Is this an endorsement of wishful thinking? Not if we define “well-being” in the proper way. It can make me better off in a deep sense to realize that my wishful thinking was incorrect, so that I realize what must be done to actually get the good things I thought I already had.  It’s not necessary to appeal to material benefits; it’s necessary to appeal to current values.

But it does support the notion that you can’t persuade someone by belittling them. You won’t convince people to join your side by telling them that they are defective and bad and should feel guilty for being who they are.
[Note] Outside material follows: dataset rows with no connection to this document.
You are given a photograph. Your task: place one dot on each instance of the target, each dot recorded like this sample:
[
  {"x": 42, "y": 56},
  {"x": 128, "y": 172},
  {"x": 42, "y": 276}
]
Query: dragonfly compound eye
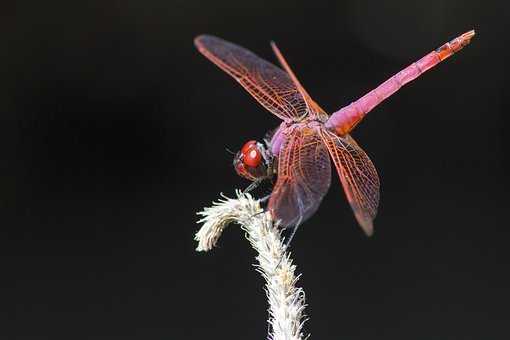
[{"x": 252, "y": 156}]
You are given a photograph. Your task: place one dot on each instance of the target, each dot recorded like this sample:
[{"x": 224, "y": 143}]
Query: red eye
[
  {"x": 252, "y": 156},
  {"x": 248, "y": 145}
]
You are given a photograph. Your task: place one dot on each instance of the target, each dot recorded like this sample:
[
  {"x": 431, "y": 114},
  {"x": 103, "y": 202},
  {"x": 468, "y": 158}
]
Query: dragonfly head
[{"x": 253, "y": 161}]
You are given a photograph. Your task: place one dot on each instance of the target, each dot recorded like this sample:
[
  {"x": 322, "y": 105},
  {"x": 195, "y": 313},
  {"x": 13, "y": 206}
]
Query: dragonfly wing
[
  {"x": 313, "y": 107},
  {"x": 269, "y": 85},
  {"x": 358, "y": 176},
  {"x": 304, "y": 176}
]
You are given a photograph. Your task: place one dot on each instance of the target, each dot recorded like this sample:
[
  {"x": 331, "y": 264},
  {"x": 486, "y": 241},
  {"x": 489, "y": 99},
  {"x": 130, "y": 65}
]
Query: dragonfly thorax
[{"x": 254, "y": 161}]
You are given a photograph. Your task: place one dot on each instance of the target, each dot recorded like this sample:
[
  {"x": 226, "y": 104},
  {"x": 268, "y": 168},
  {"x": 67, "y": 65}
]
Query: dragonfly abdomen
[{"x": 344, "y": 120}]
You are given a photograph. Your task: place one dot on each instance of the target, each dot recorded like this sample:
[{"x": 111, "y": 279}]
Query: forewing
[
  {"x": 268, "y": 84},
  {"x": 304, "y": 176},
  {"x": 358, "y": 176}
]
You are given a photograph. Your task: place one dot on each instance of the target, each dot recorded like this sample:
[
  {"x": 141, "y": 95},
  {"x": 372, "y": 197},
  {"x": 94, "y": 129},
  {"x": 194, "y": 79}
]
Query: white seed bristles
[{"x": 286, "y": 301}]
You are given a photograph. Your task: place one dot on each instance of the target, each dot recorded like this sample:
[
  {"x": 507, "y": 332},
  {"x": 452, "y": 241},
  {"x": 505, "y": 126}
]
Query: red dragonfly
[{"x": 299, "y": 151}]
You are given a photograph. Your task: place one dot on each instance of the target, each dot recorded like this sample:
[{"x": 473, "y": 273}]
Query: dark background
[{"x": 113, "y": 134}]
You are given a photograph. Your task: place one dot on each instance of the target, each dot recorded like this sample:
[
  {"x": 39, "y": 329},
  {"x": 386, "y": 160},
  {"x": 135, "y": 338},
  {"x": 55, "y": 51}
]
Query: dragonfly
[{"x": 299, "y": 151}]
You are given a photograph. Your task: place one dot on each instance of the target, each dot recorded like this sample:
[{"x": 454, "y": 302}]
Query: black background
[{"x": 112, "y": 137}]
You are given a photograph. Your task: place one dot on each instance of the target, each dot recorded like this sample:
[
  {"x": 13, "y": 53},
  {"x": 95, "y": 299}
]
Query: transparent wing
[
  {"x": 358, "y": 176},
  {"x": 269, "y": 85},
  {"x": 304, "y": 176},
  {"x": 313, "y": 107}
]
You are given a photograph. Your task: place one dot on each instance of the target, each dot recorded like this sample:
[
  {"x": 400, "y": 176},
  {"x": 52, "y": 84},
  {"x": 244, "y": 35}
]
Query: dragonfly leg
[{"x": 252, "y": 186}]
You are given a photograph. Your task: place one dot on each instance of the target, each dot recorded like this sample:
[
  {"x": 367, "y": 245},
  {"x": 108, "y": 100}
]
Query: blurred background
[{"x": 113, "y": 134}]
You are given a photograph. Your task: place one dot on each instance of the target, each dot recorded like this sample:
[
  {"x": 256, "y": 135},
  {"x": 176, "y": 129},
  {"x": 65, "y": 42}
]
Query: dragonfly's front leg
[{"x": 252, "y": 186}]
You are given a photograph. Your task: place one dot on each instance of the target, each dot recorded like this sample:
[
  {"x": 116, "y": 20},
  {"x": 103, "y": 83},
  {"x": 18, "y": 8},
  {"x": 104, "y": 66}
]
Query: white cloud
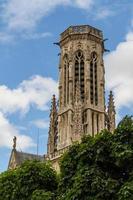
[
  {"x": 104, "y": 13},
  {"x": 119, "y": 72},
  {"x": 5, "y": 37},
  {"x": 35, "y": 36},
  {"x": 36, "y": 91},
  {"x": 84, "y": 4},
  {"x": 8, "y": 131},
  {"x": 40, "y": 123},
  {"x": 24, "y": 14}
]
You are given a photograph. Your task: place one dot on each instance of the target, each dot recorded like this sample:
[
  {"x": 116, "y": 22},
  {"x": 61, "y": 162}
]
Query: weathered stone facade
[{"x": 81, "y": 108}]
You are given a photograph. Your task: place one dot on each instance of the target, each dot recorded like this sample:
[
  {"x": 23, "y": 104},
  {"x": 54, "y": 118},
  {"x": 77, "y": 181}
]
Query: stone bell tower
[{"x": 81, "y": 84}]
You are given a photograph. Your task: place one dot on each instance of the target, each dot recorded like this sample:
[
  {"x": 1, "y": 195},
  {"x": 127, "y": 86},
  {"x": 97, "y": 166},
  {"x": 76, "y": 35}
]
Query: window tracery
[
  {"x": 93, "y": 79},
  {"x": 79, "y": 72}
]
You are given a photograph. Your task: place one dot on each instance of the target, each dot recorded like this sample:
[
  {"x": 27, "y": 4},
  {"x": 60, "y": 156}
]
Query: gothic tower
[
  {"x": 111, "y": 113},
  {"x": 81, "y": 84}
]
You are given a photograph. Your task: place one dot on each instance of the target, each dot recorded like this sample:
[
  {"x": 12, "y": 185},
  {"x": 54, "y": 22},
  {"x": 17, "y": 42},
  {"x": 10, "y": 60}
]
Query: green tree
[
  {"x": 22, "y": 182},
  {"x": 42, "y": 195},
  {"x": 99, "y": 168}
]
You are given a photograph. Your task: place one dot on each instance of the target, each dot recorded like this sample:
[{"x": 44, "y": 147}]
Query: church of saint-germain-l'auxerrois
[{"x": 81, "y": 106}]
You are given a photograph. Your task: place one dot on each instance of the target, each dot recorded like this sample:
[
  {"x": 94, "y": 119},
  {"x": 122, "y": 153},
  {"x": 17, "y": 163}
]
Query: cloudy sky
[{"x": 29, "y": 62}]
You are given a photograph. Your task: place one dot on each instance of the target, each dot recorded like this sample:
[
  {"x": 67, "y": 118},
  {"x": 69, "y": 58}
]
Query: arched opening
[
  {"x": 79, "y": 72},
  {"x": 93, "y": 79},
  {"x": 66, "y": 80}
]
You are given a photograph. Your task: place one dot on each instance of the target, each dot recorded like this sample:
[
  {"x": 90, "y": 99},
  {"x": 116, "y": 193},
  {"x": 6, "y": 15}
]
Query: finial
[{"x": 14, "y": 142}]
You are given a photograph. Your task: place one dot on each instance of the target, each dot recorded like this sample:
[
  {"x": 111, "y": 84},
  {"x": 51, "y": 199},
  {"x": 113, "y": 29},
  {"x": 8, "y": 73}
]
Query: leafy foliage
[
  {"x": 22, "y": 182},
  {"x": 100, "y": 168},
  {"x": 42, "y": 195}
]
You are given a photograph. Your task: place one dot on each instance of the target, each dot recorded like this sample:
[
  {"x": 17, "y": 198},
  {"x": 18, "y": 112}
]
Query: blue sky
[{"x": 29, "y": 62}]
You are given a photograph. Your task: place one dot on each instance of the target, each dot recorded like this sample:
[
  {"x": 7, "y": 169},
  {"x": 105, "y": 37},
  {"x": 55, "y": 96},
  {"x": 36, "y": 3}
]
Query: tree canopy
[
  {"x": 99, "y": 168},
  {"x": 27, "y": 181}
]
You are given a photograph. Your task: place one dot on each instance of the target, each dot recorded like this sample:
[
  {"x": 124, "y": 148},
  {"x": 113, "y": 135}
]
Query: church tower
[
  {"x": 81, "y": 106},
  {"x": 81, "y": 84}
]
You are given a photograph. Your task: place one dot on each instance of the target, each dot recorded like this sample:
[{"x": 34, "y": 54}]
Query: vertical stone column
[{"x": 70, "y": 83}]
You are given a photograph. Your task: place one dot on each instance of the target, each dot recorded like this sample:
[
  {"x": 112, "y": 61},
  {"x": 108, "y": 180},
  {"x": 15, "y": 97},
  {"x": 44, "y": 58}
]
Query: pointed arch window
[
  {"x": 79, "y": 72},
  {"x": 93, "y": 79},
  {"x": 66, "y": 80}
]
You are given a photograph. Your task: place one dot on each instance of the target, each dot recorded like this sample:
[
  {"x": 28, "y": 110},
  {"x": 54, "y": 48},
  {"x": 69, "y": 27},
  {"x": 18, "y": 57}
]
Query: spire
[
  {"x": 111, "y": 112},
  {"x": 14, "y": 142},
  {"x": 52, "y": 138}
]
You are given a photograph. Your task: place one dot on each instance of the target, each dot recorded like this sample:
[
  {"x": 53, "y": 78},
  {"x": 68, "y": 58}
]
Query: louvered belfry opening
[
  {"x": 93, "y": 79},
  {"x": 66, "y": 80},
  {"x": 79, "y": 72}
]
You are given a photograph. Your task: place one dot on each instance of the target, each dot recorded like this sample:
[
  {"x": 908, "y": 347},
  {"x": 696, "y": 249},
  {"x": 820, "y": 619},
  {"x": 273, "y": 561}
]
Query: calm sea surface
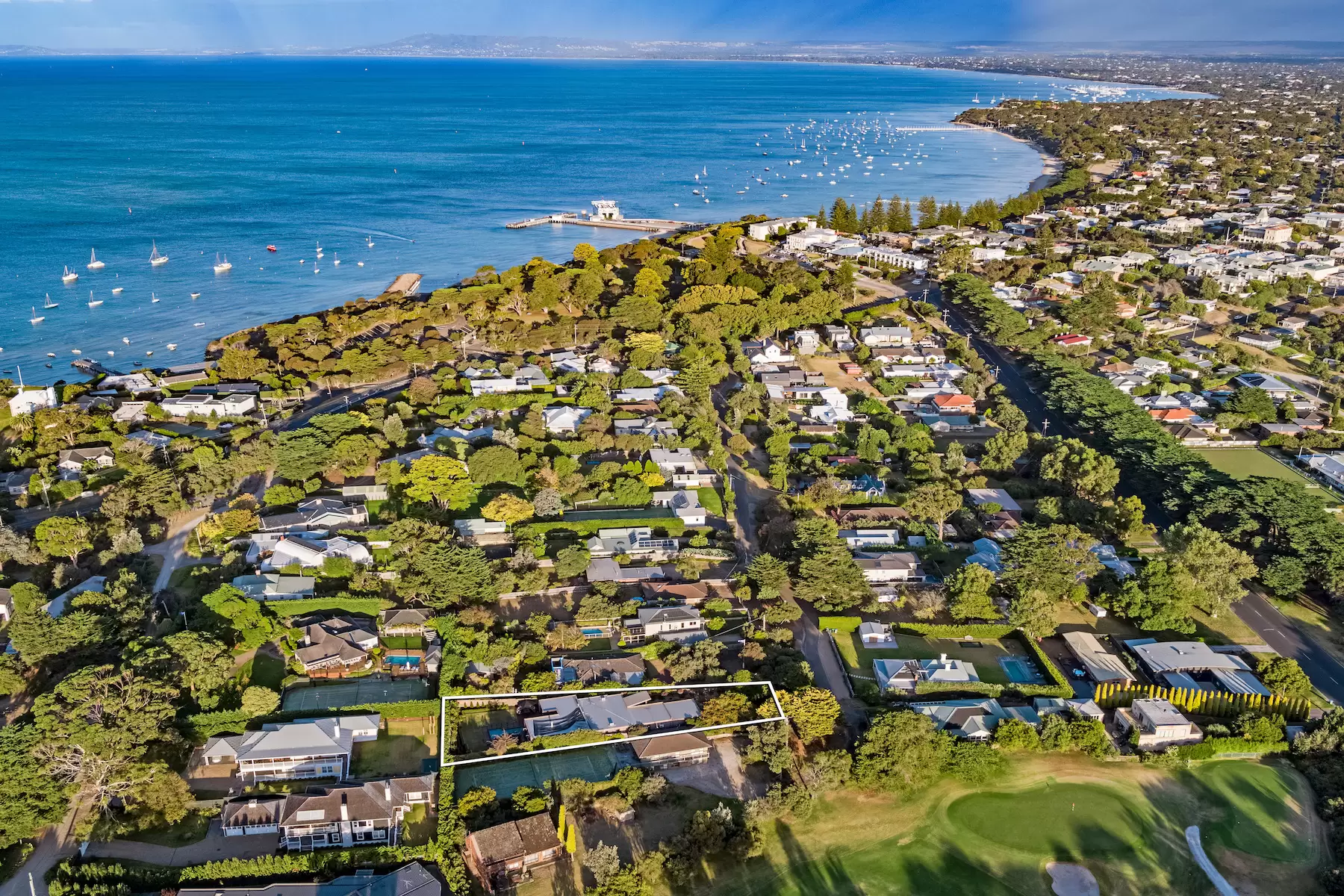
[{"x": 425, "y": 159}]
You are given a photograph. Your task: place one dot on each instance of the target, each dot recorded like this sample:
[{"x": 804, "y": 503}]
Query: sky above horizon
[{"x": 261, "y": 25}]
If that seems obvious, well, maybe you should talk to some of the people who are constantly pushing “White privilege”. If you focused on how reducing racism would make people—even White people—better off, you’d probably be more effective. In some cases there would be direct material benefits: Racism creates inefficiency in markets that reduces overall output. But in other cases, sure, maybe there’s no direct benefit for the person you’re talking to; but you can talk about other sorts of benefits, like what sort of world they want to live in, or how proud they would feel to be part of the fight for justice. You can say all you want that they shouldn’t need this kind of persuasion, they should already believe and do the right thing—and you might even be right about that, in some ultimate sense—but do you want to change their minds or not? If you actually want to change their minds, you need to meet them where they are, make small changes, and offer benefits at each step.

If you don’t, you’ll just keep on projecting a vector orthogonally, and you’ll keep ending up with zero.